What starts as a friendly game of beer pong freshman year could eventually lead to a life of alcohol addiction.
Becky Forward, a freshman art major, said going out and drinking at parties near Main Campus is a relatively inexpensive and easy thing to do on the weekends. She also complained that there aren’t many alternate activities to do in this particular area.
“The neighborhood is so dangerous, you can’t really travel around North Philly,” Forward said.
On any given weekend, one will most likely find intoxicated college students roaming the streets, in bars, at parties or in their homes. Whether it’s something you as a student do or don’t do, drinking can be as much of a college tradition as painting your body in school colors before a big game.
“Substances of abuse have a history dating back to the history of man,” said Dr. Tom Gould, associate professor of psychology and head of Neurobiological Investigations of Learning & Addiction Lab.
However, the fact that the phrase “I’m an alcoholic,” is jokingly thrown around in college draws attention to the question of whether or not college drinking habits can lead to a more serious problem, like dependence or addiction, down the line.
Dr. Jeremy Frank, coordinator of the Campus Alcohol and Substance Awareness Unit of the Tuttleman Counseling Center, said that in the past 10 years, college presidents have been in agreement on the fact that alcohol problems are the No. 1 health problem among college students.
This isn’t to say that the problem is so big it’s getting out of hand. Binge-drinking rates have probably stayed about the same since the wine-vessel days, Dr. Frank said. Nonetheless, the problem receives its fair share of attention.
So why is binge drinking so heavily associated with college? There are a number of reasons, including the classic case of a student leaving home for the first time.
“Essentially, the college atmosphere is right for this type of exploratory-type behavior because past constraints during the individual’s life, parental guidance, a more rigid school environment – they’re gone, so there’s a lot more freedom,” Gould said, “and there’s a lot more opportunity for exploring different paths.”
Dr. Bradley Conner, assistant professor of psychology with appointment in clinical and developmental areas, said in addition to this culture change, many people reach the legal drinking age while they’re in college.

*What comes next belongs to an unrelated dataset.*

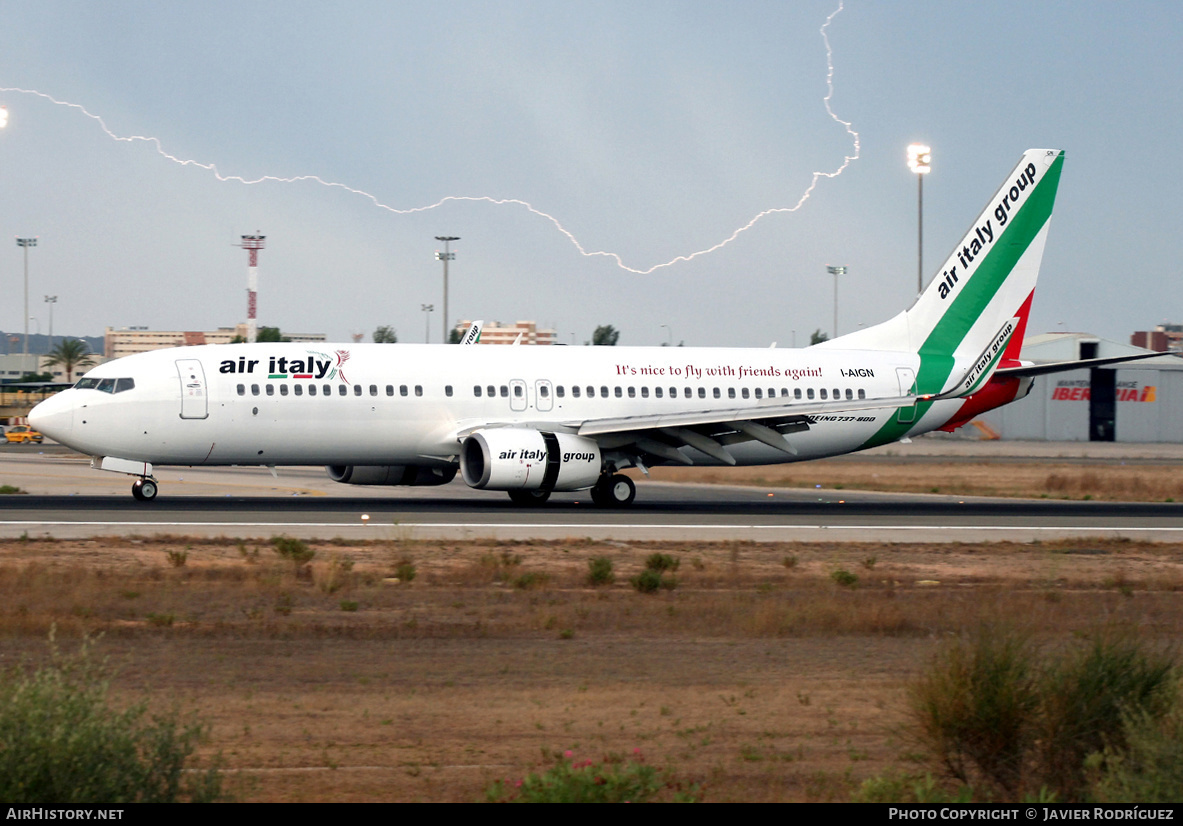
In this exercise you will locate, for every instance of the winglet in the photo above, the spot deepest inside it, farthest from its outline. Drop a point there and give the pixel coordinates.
(473, 335)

This mixing of people who can legally buy alcohol with those who cannot increases availability and makes drinking easier to do than it may have been before college.
But does the increase of accessibility and use put students at risk of developing an alcohol problem? Gould said not everyone who tries or uses a substance will abuse it or develop an addiction. Environment and genetics are both influential factors.
“Addiction” is also a tricky word to define, Gould said.
“When you look at addiction, it’s beyond just abuse. It’s to the point where the substance use is basically controlling and running their lives,” he said.
Aside from college students experiencing more freedom, other elements play a role in the development of an addiction.
“I view addiction as a large warehouse with many doors. You can get into it in many different ways,” Gould said.
Repeated use and other high-risk behaviors are a way to get into it. There are also different risk periods throughout an individual’s life. Adolescence to early adulthood is a higher risk period for an addiction to start laying down the framework.
Even between the ages of 18 and 25, the brain is still forming. The area that controls decision-making and impulse-control is not fully developed yet, so abusing drugs can affect these areas, Gould said.
“These substances that people ingest are fairly powerful drugs, and if the brain is still developing, they can change the brain to produce later problems in life,” Gould said.
Alcohol is also an anxiolytic, which means it reduces anxiety. People may use it to self-medicate themselves and ritualize this process, Gould said.
Frank said it is important for people not to drink when they are angry or sad because they may develop a coping mechanism that becomes ritualized.
Everyone has heard of alcoholism, but not many college students would actually consider themselves potential candidates for the problem.
“Young people feel somewhat invincible and just haven’t seen the consequences of alcohol use that older people tend to see,” Frank said.
In the long run, college drinking habits may not cause too many problems. Conner said most kids will age out of it and go on with the rest of their lives without alcohol problems. However, he also said a sizable percentage of the population will develop alcohol problems that stem from their excessive use in college.
Research supports that those who consume the most alcohol in college are most likely to have severe problems. This is only a correlation, though. One must consider other things about the individuals who drink the most in college that can increase the likelihood that they’ll form an addiction.
So even though you’re cracking open a few cans of PBR tonight, it does not necessarily mean you’ll be checking into rehab tomorrow. But the college-alcohol connection is something to think about.
It is important to seek professional help with an alcohol addiction, Gould added, because the substance is powerful, and quitting cold turkey can lead to seizures or even death.
For students who think they may have problems with substance use, Tuttlemna’s CASA Unit offers confidential individual- and group-therapy programs that are based on harm reduction, not abstinence.